13-08-2013, 10:20 PM
Albert Doyle Wrote:Lauren Johnson Wrote:Tony said that if that happened, it would require the instantaneous disappearance of five floors to allow enough momentum to begin the cascading collapse.
I already explained Tony did not say that. If you read what he said, he said it would take the specific weight of 5 floors of the North Tower to break the threshold of static resistance below in the main structure. He even gave that specific weight.
When I explained that 12 floors fell, meaning a weight well above what he described was involved, Tony never gave a straight answer.

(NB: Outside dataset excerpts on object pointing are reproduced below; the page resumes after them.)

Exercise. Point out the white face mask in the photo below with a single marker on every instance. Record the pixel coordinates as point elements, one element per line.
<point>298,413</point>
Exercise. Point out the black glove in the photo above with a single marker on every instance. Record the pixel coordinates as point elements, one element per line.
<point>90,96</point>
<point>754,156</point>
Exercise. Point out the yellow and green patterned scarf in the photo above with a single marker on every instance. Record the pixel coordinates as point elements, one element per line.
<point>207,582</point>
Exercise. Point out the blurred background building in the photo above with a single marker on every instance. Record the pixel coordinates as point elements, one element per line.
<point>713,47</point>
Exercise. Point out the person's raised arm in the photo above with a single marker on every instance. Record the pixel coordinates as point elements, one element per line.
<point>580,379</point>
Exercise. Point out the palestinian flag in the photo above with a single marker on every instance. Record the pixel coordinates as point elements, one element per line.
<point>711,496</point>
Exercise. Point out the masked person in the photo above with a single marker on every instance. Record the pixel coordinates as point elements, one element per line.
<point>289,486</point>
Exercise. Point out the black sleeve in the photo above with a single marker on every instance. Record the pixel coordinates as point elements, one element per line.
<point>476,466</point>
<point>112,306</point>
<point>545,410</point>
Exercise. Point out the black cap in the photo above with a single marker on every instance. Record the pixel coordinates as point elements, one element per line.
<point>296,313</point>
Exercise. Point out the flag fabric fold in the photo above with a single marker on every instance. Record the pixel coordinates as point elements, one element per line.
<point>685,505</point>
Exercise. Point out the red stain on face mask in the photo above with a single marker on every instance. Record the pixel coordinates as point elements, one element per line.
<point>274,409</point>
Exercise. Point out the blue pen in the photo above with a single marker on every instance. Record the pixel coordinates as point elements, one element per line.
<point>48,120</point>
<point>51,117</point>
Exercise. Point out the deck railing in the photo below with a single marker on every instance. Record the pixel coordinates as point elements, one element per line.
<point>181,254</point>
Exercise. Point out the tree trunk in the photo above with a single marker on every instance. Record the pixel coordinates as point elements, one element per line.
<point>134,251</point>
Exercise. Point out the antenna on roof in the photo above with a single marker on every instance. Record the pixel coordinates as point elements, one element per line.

I said to cause a self-propagating collapse of the floors (meaning the floor slabs outside of the core as implied by ROOSD) would require at least five floors to fall on one floor before it could be self-sustaining. That can't happen in the beginning of the collapse and you can't dump the entire 12 story upper section on the floor slab as there are columns in the way in a natural collapse. Getting those five floor slabs would require the collapse of at least five stories of columns. Now there is a problem as the columns should have provided significant resistance. They did not and it appears they weren't even involved in resisting the collapse. Why not?
Of course, some like to say the columns would have missed each other. However, the upper section would not just shift over without an enormous lateral load on it. There is no lateral load on it as gravity is a vertical load, and the small tilt provides very little lateral load component.